The School of Arts and Sciences will significantly augment the resources devoted to graduate student stipends, thanks to an investment of more than $5 million from the President’s Office over the next five years.

The extra funds will be put to good use in a variety of ways. For example, the George E. Owen Fellowships, which the university awards to exceptionally qualified students, will be increased by $1,000, notes Katherine Newman, the James B. Knapp Dean of the Krieger School. "The presidential contribution is a very substantial addition for which we are immensely grateful," says Newman. "It will help us make our Owen Fellowships on par with the awards offered by our toughest competitors."

Combining funds from the President’s Office and those drawn from the budget of the Krieger School, the basic stipend for all students will be increased by $1,000 a year for each of the next four years. "All of our doctoral students are outstanding and deserving of our support," Newman says. "These colleagues represent the future of the academy and many professions, and it takes years of hard work and devotion to be able to do high-quality independent scholarship."

The School of Arts and Sciences currently enrolls 987 graduate students (not counting those enrolled in Advanced Academic Programs).
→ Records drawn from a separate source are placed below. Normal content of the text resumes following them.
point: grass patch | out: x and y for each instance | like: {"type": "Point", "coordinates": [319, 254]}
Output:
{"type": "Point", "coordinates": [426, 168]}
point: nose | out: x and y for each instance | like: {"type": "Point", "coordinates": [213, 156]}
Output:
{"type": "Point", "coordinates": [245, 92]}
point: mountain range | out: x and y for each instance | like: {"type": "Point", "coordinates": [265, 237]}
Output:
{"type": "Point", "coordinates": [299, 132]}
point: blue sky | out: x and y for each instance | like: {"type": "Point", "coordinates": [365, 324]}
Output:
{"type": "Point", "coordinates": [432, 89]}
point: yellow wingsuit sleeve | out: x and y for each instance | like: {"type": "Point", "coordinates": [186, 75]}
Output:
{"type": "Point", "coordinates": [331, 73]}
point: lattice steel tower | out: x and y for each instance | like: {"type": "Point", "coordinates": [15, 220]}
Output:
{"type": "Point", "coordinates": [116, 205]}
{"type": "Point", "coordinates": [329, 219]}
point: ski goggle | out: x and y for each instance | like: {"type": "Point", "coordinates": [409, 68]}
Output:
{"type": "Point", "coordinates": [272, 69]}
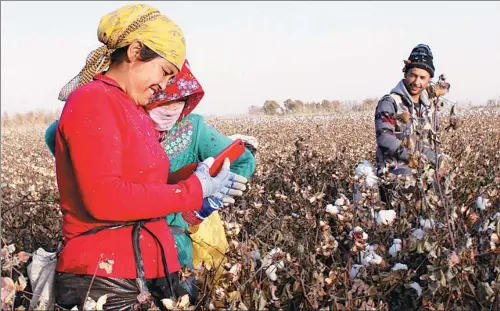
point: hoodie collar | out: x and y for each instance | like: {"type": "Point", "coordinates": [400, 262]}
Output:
{"type": "Point", "coordinates": [183, 85]}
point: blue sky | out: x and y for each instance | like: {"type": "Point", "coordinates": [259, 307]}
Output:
{"type": "Point", "coordinates": [244, 53]}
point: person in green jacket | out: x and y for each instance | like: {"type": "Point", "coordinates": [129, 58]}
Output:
{"type": "Point", "coordinates": [186, 138]}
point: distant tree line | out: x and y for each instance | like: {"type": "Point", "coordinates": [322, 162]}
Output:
{"type": "Point", "coordinates": [298, 107]}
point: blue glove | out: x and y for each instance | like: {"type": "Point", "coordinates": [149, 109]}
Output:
{"type": "Point", "coordinates": [223, 186]}
{"type": "Point", "coordinates": [210, 205]}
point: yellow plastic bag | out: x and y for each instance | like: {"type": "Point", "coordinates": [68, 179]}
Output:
{"type": "Point", "coordinates": [210, 244]}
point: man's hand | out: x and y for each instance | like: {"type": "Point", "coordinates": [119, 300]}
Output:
{"type": "Point", "coordinates": [210, 205]}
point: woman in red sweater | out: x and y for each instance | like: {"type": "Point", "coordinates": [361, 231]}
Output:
{"type": "Point", "coordinates": [112, 172]}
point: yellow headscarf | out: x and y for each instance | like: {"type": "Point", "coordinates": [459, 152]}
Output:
{"type": "Point", "coordinates": [120, 28]}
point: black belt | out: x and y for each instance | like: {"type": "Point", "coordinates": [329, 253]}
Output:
{"type": "Point", "coordinates": [139, 263]}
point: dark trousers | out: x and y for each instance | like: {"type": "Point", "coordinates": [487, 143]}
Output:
{"type": "Point", "coordinates": [71, 290]}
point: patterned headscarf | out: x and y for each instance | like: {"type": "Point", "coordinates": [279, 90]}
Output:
{"type": "Point", "coordinates": [183, 85]}
{"type": "Point", "coordinates": [120, 28]}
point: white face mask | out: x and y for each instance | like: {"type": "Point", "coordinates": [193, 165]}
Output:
{"type": "Point", "coordinates": [164, 117]}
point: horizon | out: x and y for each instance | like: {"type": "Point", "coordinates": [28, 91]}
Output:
{"type": "Point", "coordinates": [244, 53]}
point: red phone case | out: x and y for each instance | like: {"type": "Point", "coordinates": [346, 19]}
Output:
{"type": "Point", "coordinates": [233, 152]}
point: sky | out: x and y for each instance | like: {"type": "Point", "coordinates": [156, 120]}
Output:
{"type": "Point", "coordinates": [246, 52]}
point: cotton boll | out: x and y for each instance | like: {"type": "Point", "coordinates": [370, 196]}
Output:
{"type": "Point", "coordinates": [427, 223]}
{"type": "Point", "coordinates": [271, 273]}
{"type": "Point", "coordinates": [354, 272]}
{"type": "Point", "coordinates": [395, 248]}
{"type": "Point", "coordinates": [332, 209]}
{"type": "Point", "coordinates": [482, 203]}
{"type": "Point", "coordinates": [399, 266]}
{"type": "Point", "coordinates": [386, 217]}
{"type": "Point", "coordinates": [418, 234]}
{"type": "Point", "coordinates": [416, 287]}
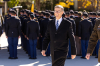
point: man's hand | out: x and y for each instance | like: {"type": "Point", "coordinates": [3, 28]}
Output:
{"type": "Point", "coordinates": [87, 56]}
{"type": "Point", "coordinates": [43, 52]}
{"type": "Point", "coordinates": [73, 56]}
{"type": "Point", "coordinates": [79, 37]}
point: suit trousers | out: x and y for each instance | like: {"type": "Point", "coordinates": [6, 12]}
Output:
{"type": "Point", "coordinates": [13, 42]}
{"type": "Point", "coordinates": [84, 46]}
{"type": "Point", "coordinates": [48, 49]}
{"type": "Point", "coordinates": [33, 44]}
{"type": "Point", "coordinates": [58, 58]}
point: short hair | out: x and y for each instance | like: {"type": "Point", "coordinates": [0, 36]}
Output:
{"type": "Point", "coordinates": [59, 6]}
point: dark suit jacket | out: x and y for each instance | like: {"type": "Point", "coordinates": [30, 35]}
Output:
{"type": "Point", "coordinates": [32, 30]}
{"type": "Point", "coordinates": [73, 24]}
{"type": "Point", "coordinates": [85, 29]}
{"type": "Point", "coordinates": [13, 26]}
{"type": "Point", "coordinates": [44, 24]}
{"type": "Point", "coordinates": [59, 39]}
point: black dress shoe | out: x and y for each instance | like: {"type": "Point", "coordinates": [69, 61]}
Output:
{"type": "Point", "coordinates": [83, 57]}
{"type": "Point", "coordinates": [96, 57]}
{"type": "Point", "coordinates": [32, 58]}
{"type": "Point", "coordinates": [16, 58]}
{"type": "Point", "coordinates": [68, 57]}
{"type": "Point", "coordinates": [10, 58]}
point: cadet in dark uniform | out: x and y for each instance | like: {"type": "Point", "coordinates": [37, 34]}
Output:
{"type": "Point", "coordinates": [43, 30]}
{"type": "Point", "coordinates": [13, 31]}
{"type": "Point", "coordinates": [93, 18]}
{"type": "Point", "coordinates": [93, 22]}
{"type": "Point", "coordinates": [78, 41]}
{"type": "Point", "coordinates": [90, 15]}
{"type": "Point", "coordinates": [5, 19]}
{"type": "Point", "coordinates": [98, 43]}
{"type": "Point", "coordinates": [32, 36]}
{"type": "Point", "coordinates": [21, 19]}
{"type": "Point", "coordinates": [26, 42]}
{"type": "Point", "coordinates": [85, 29]}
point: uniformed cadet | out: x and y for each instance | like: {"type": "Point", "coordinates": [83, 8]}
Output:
{"type": "Point", "coordinates": [40, 22]}
{"type": "Point", "coordinates": [13, 32]}
{"type": "Point", "coordinates": [95, 36]}
{"type": "Point", "coordinates": [43, 30]}
{"type": "Point", "coordinates": [21, 19]}
{"type": "Point", "coordinates": [85, 29]}
{"type": "Point", "coordinates": [90, 15]}
{"type": "Point", "coordinates": [93, 22]}
{"type": "Point", "coordinates": [1, 23]}
{"type": "Point", "coordinates": [93, 18]}
{"type": "Point", "coordinates": [5, 19]}
{"type": "Point", "coordinates": [78, 41]}
{"type": "Point", "coordinates": [72, 14]}
{"type": "Point", "coordinates": [76, 14]}
{"type": "Point", "coordinates": [52, 15]}
{"type": "Point", "coordinates": [32, 36]}
{"type": "Point", "coordinates": [74, 30]}
{"type": "Point", "coordinates": [26, 42]}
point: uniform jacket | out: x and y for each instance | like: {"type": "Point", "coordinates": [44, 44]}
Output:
{"type": "Point", "coordinates": [32, 30]}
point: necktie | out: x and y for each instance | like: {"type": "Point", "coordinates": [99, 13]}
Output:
{"type": "Point", "coordinates": [57, 25]}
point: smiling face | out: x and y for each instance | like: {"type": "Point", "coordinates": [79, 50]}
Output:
{"type": "Point", "coordinates": [58, 13]}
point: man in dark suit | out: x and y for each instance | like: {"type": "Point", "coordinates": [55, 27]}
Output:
{"type": "Point", "coordinates": [85, 29]}
{"type": "Point", "coordinates": [95, 36]}
{"type": "Point", "coordinates": [13, 31]}
{"type": "Point", "coordinates": [58, 32]}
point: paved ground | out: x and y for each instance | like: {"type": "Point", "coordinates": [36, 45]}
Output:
{"type": "Point", "coordinates": [40, 61]}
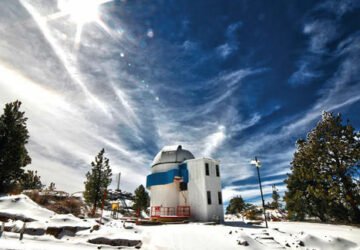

Newman says that it is exceedingly difficult to find sources of philanthropic support for doctoral students, with some notable exceptions, including Johns Hopkins alumni and institutions such as the Andrew Mellon Foundation, the National Science Foundation, the Soros Foundation for New Americans, the National Institutes of Health, and a set of foundations that provide research funding for dissertations.

The lion’s share of responsibility for graduate support, she says, comes from within the university for the humanities and social sciences, as well as from research grants, primarily in the natural and social sciences.